De um lado, a preocupação sobre um estado de frouxidão quanto à fiscalização das atividades das empresas no subsolo brasileiro traz alertas sobre possíveis catástrofes no futuro, bem como o constante desrespeito a direitos e procedimentos de segurança recomendados a trabalhadores exige dispositivos corretivos para que distorções comecem a ser tardiamente eliminadas. Nesses aspectos, o penúltimo relatório do deputado encarregado Leonardo Quintão (PMDB-MG) datado de agosto deixou a desejar, na avaliação de ambientalistas e grupos que atuam na defesa dos trabalhadores — quadro que começou a mudar com a instalação da comissão externa destinada a acompanhar e monitorar os desdobramentos do desastre ambiental ocorrido em Mariana e região.

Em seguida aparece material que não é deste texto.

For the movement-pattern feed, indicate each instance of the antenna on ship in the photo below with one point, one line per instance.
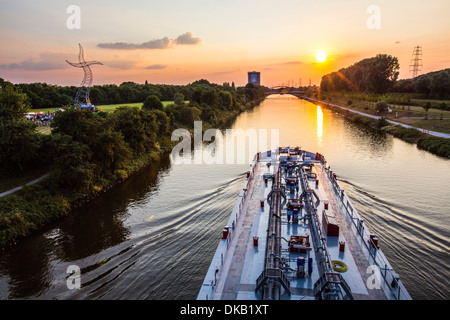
(416, 61)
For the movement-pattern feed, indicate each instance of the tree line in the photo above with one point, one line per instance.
(378, 75)
(86, 148)
(43, 95)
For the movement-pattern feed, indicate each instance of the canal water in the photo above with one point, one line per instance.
(153, 236)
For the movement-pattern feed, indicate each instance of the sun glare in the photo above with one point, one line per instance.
(321, 56)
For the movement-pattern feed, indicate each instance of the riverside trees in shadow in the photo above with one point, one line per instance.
(88, 152)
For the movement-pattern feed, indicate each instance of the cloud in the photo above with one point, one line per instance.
(292, 62)
(185, 39)
(48, 61)
(118, 64)
(156, 66)
(152, 44)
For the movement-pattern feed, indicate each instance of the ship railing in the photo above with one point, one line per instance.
(385, 271)
(211, 283)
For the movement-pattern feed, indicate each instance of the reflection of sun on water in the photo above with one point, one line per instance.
(319, 124)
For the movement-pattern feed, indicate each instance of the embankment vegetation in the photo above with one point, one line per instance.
(89, 152)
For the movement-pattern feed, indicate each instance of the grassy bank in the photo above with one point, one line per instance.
(436, 145)
(404, 109)
(33, 207)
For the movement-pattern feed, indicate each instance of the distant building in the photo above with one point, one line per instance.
(254, 78)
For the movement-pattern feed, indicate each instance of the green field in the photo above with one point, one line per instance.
(104, 108)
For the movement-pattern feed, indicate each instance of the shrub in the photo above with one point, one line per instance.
(152, 102)
(381, 106)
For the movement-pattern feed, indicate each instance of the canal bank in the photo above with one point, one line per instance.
(29, 208)
(154, 235)
(437, 143)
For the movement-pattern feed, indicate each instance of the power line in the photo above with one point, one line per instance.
(416, 62)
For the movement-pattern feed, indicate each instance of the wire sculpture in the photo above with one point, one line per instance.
(82, 95)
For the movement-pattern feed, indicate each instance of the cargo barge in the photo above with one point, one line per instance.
(293, 234)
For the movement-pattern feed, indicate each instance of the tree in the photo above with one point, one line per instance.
(13, 103)
(423, 85)
(225, 99)
(197, 96)
(381, 106)
(178, 98)
(209, 97)
(381, 74)
(152, 102)
(426, 107)
(19, 142)
(440, 84)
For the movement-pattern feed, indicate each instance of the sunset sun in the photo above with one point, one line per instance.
(321, 56)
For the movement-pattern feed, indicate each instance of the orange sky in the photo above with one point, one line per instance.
(177, 42)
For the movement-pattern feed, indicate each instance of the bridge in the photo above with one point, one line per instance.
(284, 90)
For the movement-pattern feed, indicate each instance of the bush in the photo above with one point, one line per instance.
(382, 122)
(381, 106)
(152, 102)
(178, 98)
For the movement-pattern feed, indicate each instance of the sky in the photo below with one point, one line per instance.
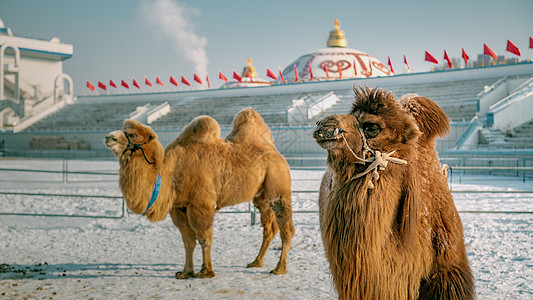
(126, 39)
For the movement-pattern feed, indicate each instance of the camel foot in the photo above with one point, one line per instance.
(279, 271)
(255, 264)
(205, 274)
(184, 275)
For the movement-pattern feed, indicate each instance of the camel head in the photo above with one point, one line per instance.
(377, 131)
(387, 126)
(132, 137)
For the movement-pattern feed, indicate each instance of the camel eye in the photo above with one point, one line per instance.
(371, 130)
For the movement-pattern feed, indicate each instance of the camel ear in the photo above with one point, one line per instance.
(151, 136)
(411, 133)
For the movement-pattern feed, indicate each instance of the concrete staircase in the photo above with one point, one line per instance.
(520, 137)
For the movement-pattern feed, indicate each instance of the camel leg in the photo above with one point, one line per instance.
(179, 217)
(205, 239)
(200, 216)
(283, 210)
(270, 229)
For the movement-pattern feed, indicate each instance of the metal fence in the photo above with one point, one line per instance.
(455, 172)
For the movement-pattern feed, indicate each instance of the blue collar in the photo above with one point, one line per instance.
(155, 193)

A lei em vigor é de 1967 e carrega incongruências ante a atual dinâmica do mercado, das relações sociais e para com os ecossistemas. “É óbvio que o código precisa ser atualizado. Mas, quando falamos de alguns pontos específicos, como a proteção ao ar, à água, ao solo sobre as contaminações, o marco antigo era muito mais avançado [do que os primeiros relatórios apresentados por Quintão], já que diz claramente que a empresa é responsável pelos danos causados aos bens naturais, de sobrevivência do ser humano”, criticou Jarbas Vieira, militante do Movimento pela Soberania Popular na Mineração, em conversa com esta reportagem semanas atrás. Vieira foi um dos nomes a pressionar o parlamento a incluir questões mais rígidas em aspectos ambientais e trabalhistas do código em discussão. Desde que o projeto do governo foi enviado ao Congresso, em 2013, ele tem feito acompanhamento minucioso da pauta. Natural de Vitória da Conquista (BA), assistiu à exploração de urânio na região de Caetité (BA) e seus impactos na comunidade. Para ele, aquele era um texto que privilegiava as empresas na maioria de seus aspectos.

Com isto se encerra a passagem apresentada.